Hacker News new | ask | show | jobs
by jgtrosh 2979 days ago
He claims 100% compression, but that clearly disregards the digit ID which is potentially quite large to store. Any idea as to how to compute stats for actual compression (size(content)/size(index))?
4 comments

Assuming that pi is a normal number [1], its digits are uniformly distributed. Therefore the density of a given binary sequence of length N in pi’s binary expansion is 2^-N.

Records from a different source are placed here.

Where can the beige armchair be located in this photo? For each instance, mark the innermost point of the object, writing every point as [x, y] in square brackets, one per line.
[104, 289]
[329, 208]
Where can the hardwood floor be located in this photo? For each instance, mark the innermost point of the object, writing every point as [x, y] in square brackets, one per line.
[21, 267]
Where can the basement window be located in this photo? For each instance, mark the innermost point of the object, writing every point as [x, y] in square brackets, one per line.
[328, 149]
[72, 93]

So on average, the offset for a given binary sequence will be on the order of 2^N (I’ve used some hand-waving here). You need N bits for that, you you’ve gained basically nothing.

[1] https://en.m.wikipedia.org/wiki/Normal_number

A friend and I tried to do this in highschool and realized it wasn't so useful except for a cool factor.
I think reading a bit farther it becomes clear that it's a parody

Edited to fixed terrible spelling

You mean “parody.” This near-homophone is quite confusing here!
Oops. My only excuse, weak as it is. Is that I typed that on my phone. Fixing it now thanks.
Sure it is! It's an interesting problem nonetheless :-)
Size of the index would just be log2(index), right?
Your calculation works backward from already knowing the index.

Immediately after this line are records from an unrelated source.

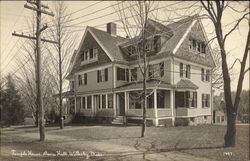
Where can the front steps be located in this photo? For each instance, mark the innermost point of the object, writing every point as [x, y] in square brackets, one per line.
[119, 120]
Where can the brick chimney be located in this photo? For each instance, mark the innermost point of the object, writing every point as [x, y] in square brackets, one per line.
[111, 28]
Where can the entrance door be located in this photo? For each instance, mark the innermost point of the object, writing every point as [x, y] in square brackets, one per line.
[121, 104]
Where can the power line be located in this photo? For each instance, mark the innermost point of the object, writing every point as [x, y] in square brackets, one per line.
[68, 14]
[12, 29]
[14, 54]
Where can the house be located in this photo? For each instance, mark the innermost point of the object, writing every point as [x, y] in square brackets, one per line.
[105, 79]
[219, 115]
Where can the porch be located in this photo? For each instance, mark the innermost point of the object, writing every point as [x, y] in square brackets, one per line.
[160, 104]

I assume jgtrosh's question is more of a probability and estimation question. E.g. the string "Hello world" takes up 11 bytes and what's the size of the index into pi? To generalize a little more, to store any 11-byte sequence, what is the estimated size to store its index? To find the exact 256^11 byte sequence in pi, there will be many cases where the sizeof(index) is greater than the data itself.

Yes but index would be ~2^(length of content)
> He claims 100% compression, but that clearly disregards the digit ID which is potentially quite large to store

That reminds me of a compression program I once wrote. It had the following properties:

1. It accepts any non-empty file other than a file consisting of a single 0 byte.

2. It is easily reversible.

3. The output is never larger than the input.

4. The output is smaller than the input for some files.

5. If a file is larger than 1 byte, iterating enough times will always eventually produce a smaller file. What is "enough times" depends on the file content.

(I wrote this partly as a joke, and partly as a counterexample to some proofs I'd seen on Usenet about the limitations of compression programs where the proofs had not been sufficiently precise in specifying the conditions necessary for them to apply).

It is actually quite simple:

1. If the file is empty or a single byte that is 0, report that the input is not acceptable and exit.

2. If the file is N bytes, treat it as if it is an 8N bit unsigned integer, I.

3. If I is 0, the output file is N-1 bytes all with value 0xFF.

4. If I is not 0, subtract 1, and output the result.

(Decompression is left as an exercise for the reader).

Another way to look at this is to imagine that we have a sorted list of all possible files. The primary sort key is file size. The secondary sort key is the numerical value of the file when treated as an 8N bit unsigned integer, where N is the file size.

My compression algorithm is simply to replace each file with the file immediately ahead of it on that file list.

Viewed that way, it is pretty obvious that all my claims are true. It accepts any non-empty file other than the first file on the list (single 0 byte). To reverse it, replace the input with the file immediately after it from the list. The list is ordered by file size, so stepping down in the list never gives a larger file, and sometimes gives a smaller file. The output file is on the list, so you can obviously iterate.

The catch, of course, is that while yes, you can take your 1 TB of arbitrary data (even true random data!) and apply my algorithm iteratively to get down to, say, a 1 byte file, and yes, you can apply the decompression algorithm iteratively to recover your 1 TB from, to do that you have to know how many times to iterate on the decompression end.

The number of iterations required for an uncompressed file of N bytes to compress down to a byte is on the order of 2^(8N), so you will need about N bytes to store the iteration count.

So net result is that it can replace an N byte file with a 1 byte file...but it is going to drop N bytes of metadata on you that you'll need to store somewhere.